Lo spettacolo è stato pensato come un viaggio tra le più belle “canzoni del tango”, in omaggio al tenore e compositore Tito Schipa e a Carlos Gardel, creatore di numerose e celebri tango canciones, con lo scopo però di ricongiungere la nostra città di Genova con le origini di questo genere.

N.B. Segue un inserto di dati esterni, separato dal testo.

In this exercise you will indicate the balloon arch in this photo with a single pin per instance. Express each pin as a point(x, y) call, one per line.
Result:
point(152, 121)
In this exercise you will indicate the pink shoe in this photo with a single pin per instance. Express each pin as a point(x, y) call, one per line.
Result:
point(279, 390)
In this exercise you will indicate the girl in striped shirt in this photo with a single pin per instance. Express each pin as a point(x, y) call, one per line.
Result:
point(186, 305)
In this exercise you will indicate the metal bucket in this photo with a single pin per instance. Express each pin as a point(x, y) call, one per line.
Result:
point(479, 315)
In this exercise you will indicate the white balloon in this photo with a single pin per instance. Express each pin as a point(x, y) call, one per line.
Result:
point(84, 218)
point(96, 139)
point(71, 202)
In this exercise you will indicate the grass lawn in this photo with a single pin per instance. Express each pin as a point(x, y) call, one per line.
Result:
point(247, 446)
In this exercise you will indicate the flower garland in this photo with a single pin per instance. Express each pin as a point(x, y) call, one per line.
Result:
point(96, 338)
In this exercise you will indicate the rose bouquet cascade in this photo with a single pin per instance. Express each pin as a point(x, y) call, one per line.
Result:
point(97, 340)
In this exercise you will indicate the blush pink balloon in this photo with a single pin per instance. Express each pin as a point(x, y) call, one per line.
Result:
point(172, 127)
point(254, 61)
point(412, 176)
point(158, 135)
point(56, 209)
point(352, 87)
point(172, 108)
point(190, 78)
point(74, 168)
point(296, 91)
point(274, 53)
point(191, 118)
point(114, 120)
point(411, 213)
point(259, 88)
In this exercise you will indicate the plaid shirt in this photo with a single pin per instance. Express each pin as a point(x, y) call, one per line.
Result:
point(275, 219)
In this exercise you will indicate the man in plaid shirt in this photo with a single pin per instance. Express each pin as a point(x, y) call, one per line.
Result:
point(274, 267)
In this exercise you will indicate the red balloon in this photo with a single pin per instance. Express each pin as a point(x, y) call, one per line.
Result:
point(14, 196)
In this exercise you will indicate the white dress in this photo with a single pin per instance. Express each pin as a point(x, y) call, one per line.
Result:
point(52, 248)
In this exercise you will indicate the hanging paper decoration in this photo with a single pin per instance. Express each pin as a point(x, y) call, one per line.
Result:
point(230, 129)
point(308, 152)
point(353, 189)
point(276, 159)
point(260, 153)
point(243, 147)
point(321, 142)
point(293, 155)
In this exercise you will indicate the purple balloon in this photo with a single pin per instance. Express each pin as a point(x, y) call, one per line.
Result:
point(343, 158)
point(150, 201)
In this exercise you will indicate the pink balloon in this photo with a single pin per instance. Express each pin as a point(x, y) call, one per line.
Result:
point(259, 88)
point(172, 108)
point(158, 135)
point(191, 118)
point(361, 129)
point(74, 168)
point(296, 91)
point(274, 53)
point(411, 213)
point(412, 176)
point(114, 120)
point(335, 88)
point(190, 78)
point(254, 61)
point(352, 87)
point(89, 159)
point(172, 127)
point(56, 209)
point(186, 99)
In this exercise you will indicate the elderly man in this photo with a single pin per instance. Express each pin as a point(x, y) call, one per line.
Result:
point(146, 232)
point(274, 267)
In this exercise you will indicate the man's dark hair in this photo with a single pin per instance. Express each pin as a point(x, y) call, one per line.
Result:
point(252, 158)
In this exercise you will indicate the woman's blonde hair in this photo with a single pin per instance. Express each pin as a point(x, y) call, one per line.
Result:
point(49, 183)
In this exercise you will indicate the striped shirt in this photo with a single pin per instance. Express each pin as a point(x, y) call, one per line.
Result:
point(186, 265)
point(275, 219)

Con la Melodia de Arrabal inizia il concerto. La musica ricrea subito quelle atmosfere latino-americane che echeggiavano nei bar argentini dei primi decenni del Novecento e la voce del tenore Fabio Armiliato, creatore del progetto insieme al pianista Fabrizio Mocata, ridà vita al primo di una lunga serie di brani di Gardel. Sulle note di pezzi come Mi Buenos Aires querido e Tomo y obligo, il pubblico è accompagnato nella scoperta di questo genere dalle spiegazioni dell’alma de tango che chiariscono di volta in volta quel che le parole delle canzoni narrano. Così si ascolta il sermone di un amante ferito che cerca di persuadere l’amata del fatto che il suo nuovo compagno non sia un “gaucho”, vale a dire un uomo d’onore, ma piuttosto un “ladron” e, anche grazie alle immagini che si sostituiscono ai classici fondali del teatro, ci si ritrova in uno di quei bar di Buenos Aires in cui si amoreggia, si raccontano le proprie disavventure d’amore ma soprattutto si balla. La presenza sul palco di una coppia di ballerini di tango, Los Guardiola, completa in maniera perfettamente equilibrata lo spettacolo che ci ha trasportati in un mondo così lontano dal nostro.

Ma è proprio qui che ci sbagliamo: Genova e il tango, infatti, non sono poi così lontani. Negli anni ’30 sono numerosi i genovesi che attraversano l’oceano per trasferirsi in America Latina, talmente tanti che, a Buenos Aires, in uno dei quartieri più famosi e visitati, La Boca, l’impronta della cultura italiana, e in particolare ligure, è tutt’ora fortissima. Ed è grazie a questi incontri, grazie a queste contaminazioni culturali, che si aggiungono alle Tango Canciones dei brani con il testo in dialetto genovese. Ascoltiamo quindi Cansun de Cheullia, in cui ritroviamo, grazie anche ai riuscitissimi riarrangiamenti di Mocata, le classiche armonie e ritmi del tango, Viva o pesto e, ultima ma non ultima, Ma se ghe penso, di cui ben si coglie il più intrinseco significato di nostalgia di una patria lontana ma anche di quei versi, pronunciati da un vecchio padre emigrato:

 

Oh no! Mi me sento ancon in gamba / Son stûffo e no ne pòsso pròppio ciû
Son stanco de sentî: señor, caramba / Mi vêuggio ritornâmene un po’ in zû
Ti t’é nasciûo e t’hæ parlòu spagnòllo / Mi son nasciûo zeneise e no ghe mòllo!”

Oltre a risvegliare un genuino patriottismo nei confronti della nostra città, questo spettacolo fa riflettere anche su quanto l’incontro tra culture diverse possa essere il punto di inizio di qualcosa di inedito ed estremamente affascinante nonché una fertile svolta per entrambe le tradizioni. Per questo, in un periodo in cui la parola “contaminazione” è legata alla paura per il virus e in cui l’accento è troppo spesso posto sulla diversità e sulla chiusura invece che sull’apertura e sulla conoscenza reciproca, trovo che l’assistere ad un risultato musicale e artistico di una “contaminazione culturale” di questa portata possa avere un grande valore.

Con una sezione di brani contenuti in diverse produzioni cinematografiche, come Lejana tierra mia o Per una Cabeza, contenuta in Scent of a Woman con Al Pacino, e con qualche inedito e bis, si conclude il

concerto, chiaramente figlio della esuberanza eclettica caratteristica di un artista come Fabio Armiliato.